Rubinson and Catero did some pre-production before tape started rolling, knowing that the middle part of the song could become a sonic playground for them, but there was no rehearsal per se, and when they launched into the song, all the band members wearing headphones, they had no idea what was about to happen. As the song unfolded, Rubinson and Catero started messing with reverb and echo, creating hallucinatory effects.
“You’d take the signal from the microphone,” he explains, “and as you were feeding it to the 8-track, you were also feeding it to another tape machine, which had a slight delay, called tape reverb, then you would send that signal off the playback head to an echo chamber. The speed at which you ran the tape machine determined how long it was between the original and the delay. Then, if you take that signal and you feed it back to the tape machine again, it starts a loop, so you’re going: input, record head, playback head, echo chamber, output from the echo chamber, back to the record head, back to the playback head, back to the echo chamber and so on. And instead of getting one repeat you start getting multiple repeats. So the cowbell would go ‘tick-ck-ck-ck, tock-ck-ck-ck,’ and you could regulate how much and how fast the reinsertion of the original signal was. Eventually you have this sound refolding on itself over and over, and ultimately it turns into white noise.”
As the effects started coming the through the band’s headphones, they reacted spontaneously with their own screams, shouts and laughs “and I reacted to what they did with the speed of the tape machine. Also, if I flicked the tape, it would go in and out of phase and make these weird sounds, and it just got crazier and crazier. But from having seen them live so much, I knew exactly when the crazy part was going to end—Brian was going to play this big drum fill and it was going to come back to ‘Now the time has come…’ so I was able to shut everything off exactly on cue. We grabbed lightning in the bottle—boom!
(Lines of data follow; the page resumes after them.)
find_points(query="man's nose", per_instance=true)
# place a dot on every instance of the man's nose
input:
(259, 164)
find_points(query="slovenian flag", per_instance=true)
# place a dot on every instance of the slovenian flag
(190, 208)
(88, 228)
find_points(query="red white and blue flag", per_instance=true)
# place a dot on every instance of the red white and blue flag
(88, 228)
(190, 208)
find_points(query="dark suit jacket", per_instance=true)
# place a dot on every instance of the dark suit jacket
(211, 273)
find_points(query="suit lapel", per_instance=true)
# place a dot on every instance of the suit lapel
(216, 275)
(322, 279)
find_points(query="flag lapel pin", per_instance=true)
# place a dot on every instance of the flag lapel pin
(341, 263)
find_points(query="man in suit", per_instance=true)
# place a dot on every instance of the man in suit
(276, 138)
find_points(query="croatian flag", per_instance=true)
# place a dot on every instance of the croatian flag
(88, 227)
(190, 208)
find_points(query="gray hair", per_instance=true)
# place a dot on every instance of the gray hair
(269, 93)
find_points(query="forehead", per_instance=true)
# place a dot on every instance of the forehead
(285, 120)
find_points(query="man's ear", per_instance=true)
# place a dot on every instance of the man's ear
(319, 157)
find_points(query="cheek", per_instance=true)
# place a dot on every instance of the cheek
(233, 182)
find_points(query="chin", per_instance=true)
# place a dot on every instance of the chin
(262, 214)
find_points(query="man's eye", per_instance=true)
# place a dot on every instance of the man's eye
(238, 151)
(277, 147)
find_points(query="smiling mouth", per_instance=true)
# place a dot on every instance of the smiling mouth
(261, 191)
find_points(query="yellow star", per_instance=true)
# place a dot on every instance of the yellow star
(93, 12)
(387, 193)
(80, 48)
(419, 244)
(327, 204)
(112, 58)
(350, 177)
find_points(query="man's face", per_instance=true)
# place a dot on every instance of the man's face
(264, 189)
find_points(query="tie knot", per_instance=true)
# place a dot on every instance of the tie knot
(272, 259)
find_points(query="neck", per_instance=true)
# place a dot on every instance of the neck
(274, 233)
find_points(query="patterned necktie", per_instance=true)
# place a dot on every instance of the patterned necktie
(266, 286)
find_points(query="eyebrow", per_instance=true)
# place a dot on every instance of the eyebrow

When they finished, they were screaming and yelling and came running into the booth and we played it back and it felt so good.”
Rubinson was so excited he had Clive Davis come down to the studio at midnight to hear the track, and that is what finally convinced Davis to commit to putting out a whole Chambers Brothers album. Rubinson made an edited single version of the song, eliminating the long psychedelic section, “but an engineer at KFRC in San Francisco made his own edit, which was frankly better than mine, and [Columbia released] a second single based on the KFRC edit and it swept the country, beginning in San Francisco, where it was a Number One record.” Between the single and the album version, “Time Has Come Today” was inescapable in the summer and fall of 1968.
Rubinson and Catero would later make other Chambers Brothers albums, including Love, Peace and Happiness (which was ubiquitous in 1970), and the original group continued touring successfully through the early ’70s. “Time Has Come Today” has been used in many films and TV shows through the years—few songs conjure the psychedelic ’60s more. And no rock song ever used a cowbell more effectively.